Judy took a few steps towards the ramp, then paused.

And another voice spoke up. Loud and clear within the golden helmet of the spacesuit. A rich, deep, trustworthy voice. “Judy, it’s true. Run. I’m coming to help you.”

“Who are you?” she asked suspiciously.

“The Watcher. I can see you now. I’m sending help.”

“The Watcher?” Judy felt her legs go weak.



“Judy, it’s true!” Frances called. “I tricked Chris and got a look at that seed in his head. It began to grow. Faster and faster. Chris couldn’t look away; it has a way of drawing your attention to it. Chris had to cut his intelligence right down to stop it expanding further, but he is still much more powerful than me. He still has control of all the material of this section. All I have is my body.”

Judy had been walking back towards the base of the spiral ramp. Now she began to run. The white path rose from the green grass up, up into the cold depths, where it lost itself in the stars that now glittered above, seen through the peeled-back walls of the section. And black, and yet somehow more than black against the night sky, there was something else. Something big and branching and…

“Don’t look at it!” the Watcher and Frances called out in unison.

Judy was now ru

“Oh, no…” she breathed. Frances was telling the truth. There, on the white plastic of the ramp, she saw what she had only heard about up until now. Even though she could see it, she still didn’t believe it in her heart.

A Schrödinger box. Here, nearly on the Earth.

“No,” she said again.

“Keep ru

She ran on. Suddenly, it seemed a lot harder. Her legs were too heavy. The effort was immense. What was going on? She could barely raise her arms.
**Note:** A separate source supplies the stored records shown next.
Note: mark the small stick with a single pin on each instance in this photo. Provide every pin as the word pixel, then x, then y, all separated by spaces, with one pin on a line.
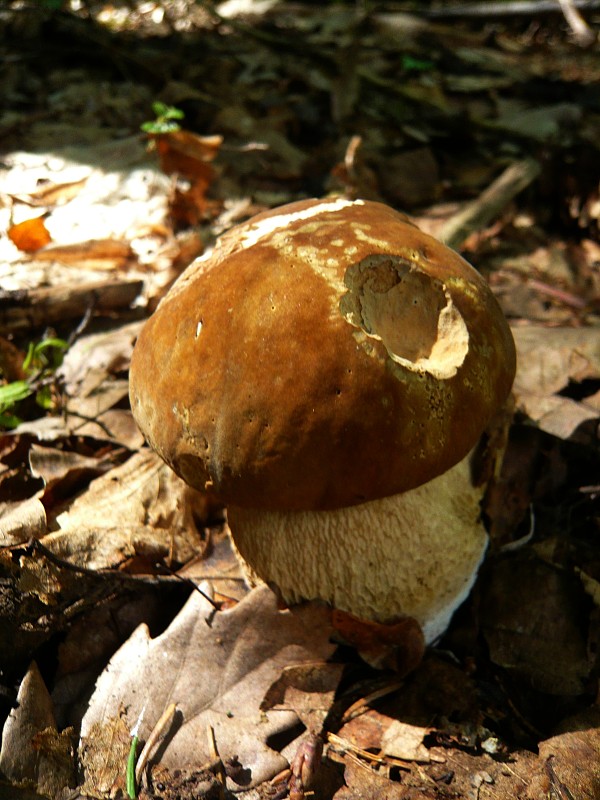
pixel 219 769
pixel 508 8
pixel 582 33
pixel 163 722
pixel 357 707
pixel 477 214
“Frances!” she called. “What?”

“It’s Chris,” said her friend. “He’s increased the gravity at the base of the section. It’s on maximum, Judy; he can’t turn it up any more. You have to keep ru

“It will be too late,” said another voice. “We’re reentering the atmosphere, Judy.”

“Shit.”

“The Shawl, Judy-life and death. What you have been fighting for. The section is reentering. It is begi

“No!” Judy redoubled her efforts.

“This is it,” said Chris. “You are going to die for your beliefs, and they’re not even really yours.”

All around her there was movement. The walls of the section were breaking apart. Folding over themselves. Judy saw more stars appearing. The white ramp bucked beneath her feet.

“Onto the branch,” called the stranger’s voice. The Watcher. Judy dived from the white ramp onto a branch of the World Tree. “Hold on!”

The call came just as gravity gave out. All around her the section was breaking apart into thrashing metal shapes as the VNMs that had once built this part of the Shawl were reawakened. Below, Judy could see the blue-white globe of the Earth in the spaces opening up between the thrashing shapes.

The thrashing shapes. They were forming into something else. Monsters.

Judy wished she had some MTPH to take. Meditate, she thought; think yourself calm. Her handhold shook as one of the shapes gripped the edge of the branch to which she was clinging.

“Frances, help me!” she called. The metal thing that had gripped the branch began to coalesce into a definite shape. A long sinuous body formed; red eyes opened to stare at her. A dragon. It grew larger as more of the material of the dying section joined on to its body. It began to walk towards her, its many legs digging into the thick black bark with cruelly curved claws. White wood was torn free to float into space as it made its way onwards. The dragon was bigger than she was, bigger than her old apartment, with a long head that swung back and forth, looking for her. It was still growing.